I see myself there, almost on the edge of my seat, hanging off of each word of a man who transformed life into ink.   In Steinbeck, there is always that quality that does not parse or color things more rosey than the reality.   He is frank, and he captures a reality of places and people who very truely existed.   

Not many people know the truth of Cannery Row in Monterey in California.  Back then it was called Oceanview Avenue and it was the waterfront industrial wherein the Sardine factories that fed a nation were located.    Steinbeck captures that place and time in that semiannually Steinbeckian (yes that is a word now) manner.    Reading through the pages you find both charming and conniving characters, mysteries and fantasies, a reality of a place and time over fifty years ago that is long gone today.

John Steinbeck would not recognize the Cannery Row of today, though he bears part of the credit that inspired its transformation and popularization.  The other resident local that bears that distinction is the Monterey Bay Aquarium, which stands within the block radius of what Steinbeck WOULD recognize.

John is one of my heroes when it comes to descriptive writing, along with Ray Bradbury and Herman Melville.    When I was in high school I tried to practice both their ways of writing, and with Bradbury I had some success.   Steinbeck remained elusive, but he continued to inspire so much so that when it was time to go to college, I chose to attend university at Cal State Monterey Bay.  There were other reasons going there of course, but being in proximity to Steinbeck country was one of the biggest ones.

I  got to see a transformation of Cannery Row in my years there.  I have fond memories of the way it used to be, though even that way is not familiar to the Steinbeck description.  The largest transformation happened when I was long gone, graduated and moved back home.  I didn't see the change coming.

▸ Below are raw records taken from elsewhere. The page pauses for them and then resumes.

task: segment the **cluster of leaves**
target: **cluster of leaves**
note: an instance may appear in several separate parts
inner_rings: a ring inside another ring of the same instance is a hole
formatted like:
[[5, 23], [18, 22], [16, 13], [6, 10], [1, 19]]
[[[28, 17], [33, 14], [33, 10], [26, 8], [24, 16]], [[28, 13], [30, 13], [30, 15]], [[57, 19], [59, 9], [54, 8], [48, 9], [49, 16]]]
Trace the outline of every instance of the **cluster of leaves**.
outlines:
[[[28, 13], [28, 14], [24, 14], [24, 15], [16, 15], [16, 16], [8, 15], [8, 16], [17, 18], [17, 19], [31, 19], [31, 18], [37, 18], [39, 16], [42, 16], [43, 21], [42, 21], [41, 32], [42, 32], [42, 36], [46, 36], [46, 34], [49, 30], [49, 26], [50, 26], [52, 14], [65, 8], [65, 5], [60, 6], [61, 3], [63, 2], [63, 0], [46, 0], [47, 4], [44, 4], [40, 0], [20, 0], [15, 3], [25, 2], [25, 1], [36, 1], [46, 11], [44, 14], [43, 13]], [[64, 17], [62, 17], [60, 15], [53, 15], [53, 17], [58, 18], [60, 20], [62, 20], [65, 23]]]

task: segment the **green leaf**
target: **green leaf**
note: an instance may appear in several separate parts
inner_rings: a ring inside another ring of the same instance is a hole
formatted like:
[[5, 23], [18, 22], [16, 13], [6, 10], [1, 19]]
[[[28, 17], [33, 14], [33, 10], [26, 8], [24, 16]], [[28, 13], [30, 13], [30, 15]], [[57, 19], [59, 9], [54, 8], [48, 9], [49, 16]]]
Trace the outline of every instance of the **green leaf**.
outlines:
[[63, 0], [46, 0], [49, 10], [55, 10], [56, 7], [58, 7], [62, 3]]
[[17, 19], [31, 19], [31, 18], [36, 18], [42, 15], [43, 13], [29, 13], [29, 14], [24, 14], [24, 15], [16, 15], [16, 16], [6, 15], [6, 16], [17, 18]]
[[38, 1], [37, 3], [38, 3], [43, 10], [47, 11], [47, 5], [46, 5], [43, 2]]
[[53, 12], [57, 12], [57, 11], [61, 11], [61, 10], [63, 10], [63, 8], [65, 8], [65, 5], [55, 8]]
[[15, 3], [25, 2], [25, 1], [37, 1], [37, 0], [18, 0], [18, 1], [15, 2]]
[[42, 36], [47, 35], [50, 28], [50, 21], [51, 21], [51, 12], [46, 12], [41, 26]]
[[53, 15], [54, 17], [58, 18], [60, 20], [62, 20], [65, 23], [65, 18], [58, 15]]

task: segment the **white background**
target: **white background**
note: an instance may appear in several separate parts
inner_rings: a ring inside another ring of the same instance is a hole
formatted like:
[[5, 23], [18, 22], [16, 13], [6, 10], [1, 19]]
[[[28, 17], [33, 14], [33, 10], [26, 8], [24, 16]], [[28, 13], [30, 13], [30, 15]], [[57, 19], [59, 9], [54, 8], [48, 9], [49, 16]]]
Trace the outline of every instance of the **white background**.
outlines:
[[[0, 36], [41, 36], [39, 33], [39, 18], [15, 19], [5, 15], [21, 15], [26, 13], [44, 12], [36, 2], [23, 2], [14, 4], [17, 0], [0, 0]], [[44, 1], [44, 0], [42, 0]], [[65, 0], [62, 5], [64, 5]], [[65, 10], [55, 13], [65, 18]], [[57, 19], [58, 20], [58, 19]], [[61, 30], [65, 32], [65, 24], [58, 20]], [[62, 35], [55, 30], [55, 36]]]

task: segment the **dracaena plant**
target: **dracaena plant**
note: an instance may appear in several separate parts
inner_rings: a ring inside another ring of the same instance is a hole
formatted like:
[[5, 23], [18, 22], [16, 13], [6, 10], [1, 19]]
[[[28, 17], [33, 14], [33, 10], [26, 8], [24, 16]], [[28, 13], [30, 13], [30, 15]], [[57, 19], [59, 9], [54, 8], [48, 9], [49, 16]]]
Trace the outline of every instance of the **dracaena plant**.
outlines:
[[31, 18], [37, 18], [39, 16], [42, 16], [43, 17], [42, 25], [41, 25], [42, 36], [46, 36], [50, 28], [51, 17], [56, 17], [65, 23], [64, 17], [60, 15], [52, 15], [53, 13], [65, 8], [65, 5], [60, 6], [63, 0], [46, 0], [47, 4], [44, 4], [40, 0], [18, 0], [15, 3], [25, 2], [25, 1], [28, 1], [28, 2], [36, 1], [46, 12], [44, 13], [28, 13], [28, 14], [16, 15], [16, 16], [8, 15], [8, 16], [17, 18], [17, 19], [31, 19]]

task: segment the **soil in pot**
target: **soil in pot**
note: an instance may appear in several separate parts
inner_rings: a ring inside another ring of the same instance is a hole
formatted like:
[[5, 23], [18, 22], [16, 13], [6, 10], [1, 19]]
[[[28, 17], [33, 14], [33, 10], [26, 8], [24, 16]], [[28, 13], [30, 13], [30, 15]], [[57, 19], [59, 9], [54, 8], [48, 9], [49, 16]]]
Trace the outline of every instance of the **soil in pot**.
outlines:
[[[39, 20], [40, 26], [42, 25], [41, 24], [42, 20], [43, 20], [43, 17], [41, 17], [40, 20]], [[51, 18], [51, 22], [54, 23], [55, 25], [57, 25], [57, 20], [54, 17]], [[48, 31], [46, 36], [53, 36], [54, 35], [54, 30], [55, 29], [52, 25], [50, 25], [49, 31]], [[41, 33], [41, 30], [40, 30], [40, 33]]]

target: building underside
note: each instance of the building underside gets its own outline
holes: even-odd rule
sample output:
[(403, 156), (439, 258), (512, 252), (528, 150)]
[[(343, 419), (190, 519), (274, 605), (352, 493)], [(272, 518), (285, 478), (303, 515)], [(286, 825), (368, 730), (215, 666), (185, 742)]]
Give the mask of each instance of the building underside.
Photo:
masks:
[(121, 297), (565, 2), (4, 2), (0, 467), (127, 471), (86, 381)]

Recently I came back once more, on a busy summer Monday, to retrace my steps and the steps of Steinbeck on Cannery Row.   I hope to share these experiences, along with pictures in a few future blog posts.   My hope is to enlighten others and share a passion for a place and time long gone.  My own retrospective on Cannery Row, that poem and stink, the grating noise and quality of light, the habit and tone, the nostalgia ... and the dream.